The Influence of Birth Country on Selection of Conference Destination - Employing Natural Language Processing

  •  Nitza Davidovitch    
  •  Eyal Eckhaus    


This study deals with immigrant scientists integrated in academia in Israel. Studies on the subject indicate the contribution of immigrant scientists to research. The current study focuses on the influence of scientists' birth country on selecting destinations for academic conferences, as well as on the influence of one's native language on the academic output resulting from research conferences. This is a pilot study exploring the effect of academic conferences from the perspective of birth country - comparing Israeli born and USSR born academics - on the motivation of faculty members to attend conferences, the nature of the conferences they select, the differences between Israeli natives and non-natives with regard to how their perceive the influence of conferences and their contribution to their academic work. This research offers a case study, investigating the effect of scholars from two different countries and cultural background, Israel and USSR. This pioneering research provides the grounds for many extensions, studies that will investigate the impact of other countries and their effect on conference selection.

The study addresses a case study of a single university in Israel that absorbed many immigrant scientists from the former USSR in the 1990s. Ninety-four academic faculty members from various departments answered the questionnaire, of them 60.9% women and 39.1% men. Faculty members referred to the conference's contribution with regard to their professional development. In addition, the greater inclination of Israeli researchers than researchers born in the USSR to take their family members with them when travelling for conferences was noted.
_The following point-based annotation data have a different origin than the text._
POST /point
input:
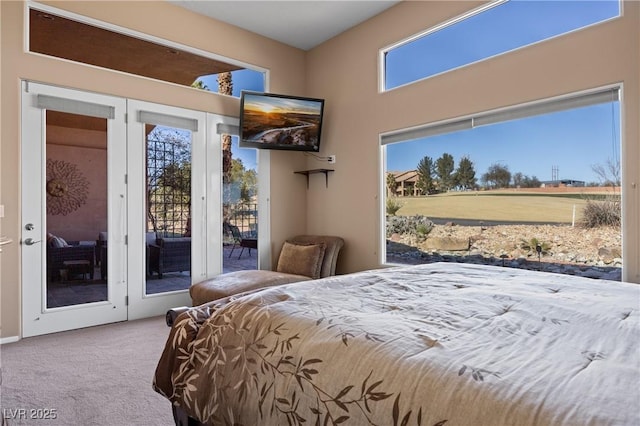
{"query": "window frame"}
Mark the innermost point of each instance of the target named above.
(29, 5)
(394, 136)
(382, 53)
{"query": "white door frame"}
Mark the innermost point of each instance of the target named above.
(36, 317)
(142, 305)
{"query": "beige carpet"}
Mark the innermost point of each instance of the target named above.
(93, 376)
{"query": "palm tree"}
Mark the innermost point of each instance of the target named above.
(225, 87)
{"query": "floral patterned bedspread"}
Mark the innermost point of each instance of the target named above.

Since the contribution of immigrant scientists was found to be significant and since academic conferences are a significant part of the work of faculty members and receive considerable funds from academic institutions, the research findings might illuminate the choice of conferences by immigrant scientists and their preferences - compared to native born scientists - with the purpose of examining whether conferences are perceived by Israeli born faculty members as productive.